The white (or sometimes natural-translucent) cube at the center is a blow-molded HDPE bottle. On a standard 275-gallon caged IBC, the bottle wall is roughly 1/8" thick, weighs about 35–45 lb empty, and is rated for liquids up to about 1.5 specific gravity (so most things that aren’t mercury).

The shape is more deliberate than it looks. The slight outward bulge of the sides is so a full tote distributes load against the cage instead of putting all the pressure on the bottom corners. The shoulders at the top are sized for a 6" fill cap.

The cage

The metal lattice around the bottle is the structural element. It’s galvanized welded steel tubing — usually 1/2" or 5/8" diameter — and it’s what lets a fully-loaded 2,400-pound tote sit safely on a forklift and stack two or three high in a warehouse.

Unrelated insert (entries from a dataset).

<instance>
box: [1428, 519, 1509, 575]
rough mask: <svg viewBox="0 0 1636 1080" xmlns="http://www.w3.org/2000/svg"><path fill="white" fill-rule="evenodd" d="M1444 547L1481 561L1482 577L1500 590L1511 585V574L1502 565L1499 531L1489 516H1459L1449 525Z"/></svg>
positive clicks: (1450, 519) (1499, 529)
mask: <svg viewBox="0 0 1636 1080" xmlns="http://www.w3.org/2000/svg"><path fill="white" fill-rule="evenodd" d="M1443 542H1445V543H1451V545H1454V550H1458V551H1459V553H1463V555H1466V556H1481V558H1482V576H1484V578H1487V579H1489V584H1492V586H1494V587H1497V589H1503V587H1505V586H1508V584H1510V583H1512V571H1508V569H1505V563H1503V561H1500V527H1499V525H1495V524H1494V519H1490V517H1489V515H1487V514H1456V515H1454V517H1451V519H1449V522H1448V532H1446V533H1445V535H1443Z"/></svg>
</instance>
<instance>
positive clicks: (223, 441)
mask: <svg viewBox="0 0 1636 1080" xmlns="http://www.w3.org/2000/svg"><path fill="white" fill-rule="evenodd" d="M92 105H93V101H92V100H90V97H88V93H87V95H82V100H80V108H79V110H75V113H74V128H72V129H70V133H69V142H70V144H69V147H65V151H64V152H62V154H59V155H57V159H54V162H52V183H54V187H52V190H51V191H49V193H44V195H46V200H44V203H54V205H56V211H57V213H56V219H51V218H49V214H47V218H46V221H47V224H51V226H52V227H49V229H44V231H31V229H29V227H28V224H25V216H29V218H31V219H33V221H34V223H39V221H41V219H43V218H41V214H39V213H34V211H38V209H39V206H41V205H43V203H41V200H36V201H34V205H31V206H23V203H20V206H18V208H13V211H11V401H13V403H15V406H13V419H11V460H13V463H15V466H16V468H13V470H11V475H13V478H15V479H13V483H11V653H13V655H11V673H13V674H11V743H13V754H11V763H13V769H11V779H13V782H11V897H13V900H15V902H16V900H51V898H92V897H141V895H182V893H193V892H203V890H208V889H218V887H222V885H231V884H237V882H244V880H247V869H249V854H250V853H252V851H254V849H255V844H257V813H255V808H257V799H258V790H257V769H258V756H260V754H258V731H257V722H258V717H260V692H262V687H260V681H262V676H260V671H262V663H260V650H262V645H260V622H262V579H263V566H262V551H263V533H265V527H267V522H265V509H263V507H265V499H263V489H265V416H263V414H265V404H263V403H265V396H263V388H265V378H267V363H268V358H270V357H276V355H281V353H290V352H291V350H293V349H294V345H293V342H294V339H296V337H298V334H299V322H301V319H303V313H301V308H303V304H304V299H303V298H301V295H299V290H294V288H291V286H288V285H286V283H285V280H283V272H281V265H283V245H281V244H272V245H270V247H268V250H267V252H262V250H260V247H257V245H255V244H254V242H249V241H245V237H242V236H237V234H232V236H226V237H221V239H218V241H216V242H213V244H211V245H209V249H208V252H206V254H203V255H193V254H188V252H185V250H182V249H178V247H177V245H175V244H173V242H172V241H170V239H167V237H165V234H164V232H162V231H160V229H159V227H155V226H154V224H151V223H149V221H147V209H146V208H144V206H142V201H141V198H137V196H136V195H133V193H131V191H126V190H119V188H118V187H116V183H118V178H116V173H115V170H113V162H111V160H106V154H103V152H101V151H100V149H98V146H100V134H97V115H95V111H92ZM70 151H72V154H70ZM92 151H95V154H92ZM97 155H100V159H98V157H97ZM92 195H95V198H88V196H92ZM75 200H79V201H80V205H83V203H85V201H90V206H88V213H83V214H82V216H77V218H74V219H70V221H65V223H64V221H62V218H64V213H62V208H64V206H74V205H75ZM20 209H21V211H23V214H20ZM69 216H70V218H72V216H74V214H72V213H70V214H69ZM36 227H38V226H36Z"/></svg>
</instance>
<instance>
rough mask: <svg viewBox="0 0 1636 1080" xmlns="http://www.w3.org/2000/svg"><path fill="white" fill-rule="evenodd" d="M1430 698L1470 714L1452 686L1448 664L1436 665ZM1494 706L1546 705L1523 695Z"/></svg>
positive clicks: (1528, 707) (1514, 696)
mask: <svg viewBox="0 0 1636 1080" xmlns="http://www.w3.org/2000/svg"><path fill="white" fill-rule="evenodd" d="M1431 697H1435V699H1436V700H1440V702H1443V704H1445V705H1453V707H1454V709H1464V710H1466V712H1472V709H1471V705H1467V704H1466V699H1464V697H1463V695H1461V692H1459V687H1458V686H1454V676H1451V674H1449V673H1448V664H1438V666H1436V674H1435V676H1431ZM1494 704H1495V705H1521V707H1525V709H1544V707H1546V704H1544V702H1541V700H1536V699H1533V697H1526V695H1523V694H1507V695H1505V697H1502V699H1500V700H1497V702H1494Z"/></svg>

Cages take the most cosmetic abuse: every dent and scrape your forklift gives a tote ends up on the cage. Most of the visible wear on a used tote is in the cage, even though the bottle is usually still fine.

The pallet

The base under the cage. Composite is the modern default. Steel is heavier and more durable for repeat-use applications. Wood still exists but is increasingly rare. Plastic pallets are common on older units but tend to crack under repeated forklift abuse.

The discharge valve

The 2" valve at the bottom of the tote. Buttress thread on the tote side; whatever you want on the output side (camlock, NPT, garden hose adapter). The valve is the part that wears most often — gaskets harden, ball seats scratch — and it’s also the cheapest to replace. That’s why we replace it on every reconditioned tote.

The fill cap

A 6" screw cap on top. Vented or sealed depending on application. Vented for liquids that “breathe” with temperature. Sealed for chemicals you don’t want exposed to air.

Markings & stencils

UN/DOT certification (31HA1 for HDPE composite IBCs), manufacture date, manufacturer code, and serial number. We re-stencil all of these as part of reconditioning. Original markings stay; ours go next to them.

That’s the whole tote. Everything else — band heaters, insulation jackets, tippers, mixers — is accessory bolted on by the user.